The authorities will have clear and distinct roles. The FSA will lead in deciding that a bank is failing, as set out in clause 7. The Bank of England will lead in the operation of the special resolution regime, a provision that is set out in clause 8, but Ministers will retain control of decisions on public finances, as set out in clauses 66 to 70. The Financial Services Compensation Scheme will continue to deliver the payment of compensation.

The FSA will decide whether or not a bank is failing. It will have to consult the Bank and the Treasury before deciding that the conditions have been met. The Bill provides that the Bank of England can decide whether there is a systemic risk and that the Treasury can recommend to the Bank that action might be taken if it has been providing financial support for banks. The Bank then has two options: it can decide to transfer a bank to a third party or can transfer the bank’s assets into what is known as a bridge bank, which is owned, established and controlled by the Bank of England, pending reconstruction. Thereafter, the bank can either be transferred in whole or in part to a private sector bidder as appropriate.
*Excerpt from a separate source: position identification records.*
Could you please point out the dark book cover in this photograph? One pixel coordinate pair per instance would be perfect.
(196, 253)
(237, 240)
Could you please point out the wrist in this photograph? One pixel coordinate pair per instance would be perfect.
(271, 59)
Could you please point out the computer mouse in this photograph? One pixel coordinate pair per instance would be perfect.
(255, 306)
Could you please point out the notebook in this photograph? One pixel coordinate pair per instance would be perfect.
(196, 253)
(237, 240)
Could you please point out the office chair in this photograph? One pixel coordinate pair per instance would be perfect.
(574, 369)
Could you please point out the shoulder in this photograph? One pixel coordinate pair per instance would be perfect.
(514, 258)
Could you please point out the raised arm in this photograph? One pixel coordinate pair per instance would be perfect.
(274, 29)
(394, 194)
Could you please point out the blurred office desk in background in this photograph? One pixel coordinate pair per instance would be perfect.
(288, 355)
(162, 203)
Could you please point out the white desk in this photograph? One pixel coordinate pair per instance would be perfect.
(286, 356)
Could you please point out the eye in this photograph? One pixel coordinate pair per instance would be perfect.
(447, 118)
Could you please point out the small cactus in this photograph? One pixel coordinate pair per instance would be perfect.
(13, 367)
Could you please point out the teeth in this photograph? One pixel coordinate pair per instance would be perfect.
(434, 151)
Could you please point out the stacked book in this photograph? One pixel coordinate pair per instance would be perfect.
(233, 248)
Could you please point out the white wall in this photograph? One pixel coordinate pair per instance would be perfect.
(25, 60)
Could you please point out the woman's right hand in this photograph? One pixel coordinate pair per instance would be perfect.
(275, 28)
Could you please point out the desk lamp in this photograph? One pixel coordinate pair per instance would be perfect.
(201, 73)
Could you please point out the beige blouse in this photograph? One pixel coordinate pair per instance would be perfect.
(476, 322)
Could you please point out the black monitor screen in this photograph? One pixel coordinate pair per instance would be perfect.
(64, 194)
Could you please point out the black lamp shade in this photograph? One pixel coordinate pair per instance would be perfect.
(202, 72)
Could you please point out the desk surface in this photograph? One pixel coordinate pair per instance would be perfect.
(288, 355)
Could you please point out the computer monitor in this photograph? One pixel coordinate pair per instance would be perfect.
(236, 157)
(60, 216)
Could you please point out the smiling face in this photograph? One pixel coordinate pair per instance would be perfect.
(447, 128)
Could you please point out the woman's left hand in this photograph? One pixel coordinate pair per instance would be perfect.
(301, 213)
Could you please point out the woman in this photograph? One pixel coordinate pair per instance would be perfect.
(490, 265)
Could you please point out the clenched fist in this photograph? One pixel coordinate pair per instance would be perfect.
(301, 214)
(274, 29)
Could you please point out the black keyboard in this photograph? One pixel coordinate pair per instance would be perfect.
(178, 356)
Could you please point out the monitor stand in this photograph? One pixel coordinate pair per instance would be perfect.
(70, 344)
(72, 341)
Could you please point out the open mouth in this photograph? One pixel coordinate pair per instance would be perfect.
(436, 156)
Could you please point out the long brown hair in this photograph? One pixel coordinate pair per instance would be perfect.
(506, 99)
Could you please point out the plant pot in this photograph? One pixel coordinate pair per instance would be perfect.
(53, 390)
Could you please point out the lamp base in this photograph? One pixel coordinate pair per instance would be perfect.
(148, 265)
What the Bill does is provide a mechanism that is not there at the moment. That mechanism will allow us to take a bank that is in difficulties out of the hands of its present management and, if it cannot be sold to a third party, either put it into a bridge bank or, if necessary, take it into public ownership.

Mr. Osborne rose—

Mr. Andrew Pelling (Croydon, Central) (Ind) rose—

Mr. Darling: I shall give way first to the shadow Chancellor, and then to the hon. Member for Croydon, Central (Mr. Pelling).

Mr. Osborne: I am grateful to the Chancellor for giving way. One area of disagreement has been about who pulls the trigger on the special resolution regime. As he knows, we think that the Bank of England should have that power, and so too does the Governor of the Bank of England. Did the Governor not in effect demonstrate that he had the de facto power to do that when he prevented Bradford & Bingley from accessing the special liquidity scheme and therefore forced the rest of the tripartite committee to deal with a bank rescue situation? No doubt there was consultation, but he nevertheless had that power. If the Bank of England has that de facto power, would it not be better to put it formally in the Bill, so that it can be properly considered by Parliament?

Mr. Darling: I had rather thought that the hon. Gentleman was now not insisting on that point, but he mentioned Bradford & Bingley. There comes a point with the special liquidity scheme when the Governor of the Bank of England has to form a judgment as to whether it is prudent to keep providing an institution with funds if he thinks that it will not get through.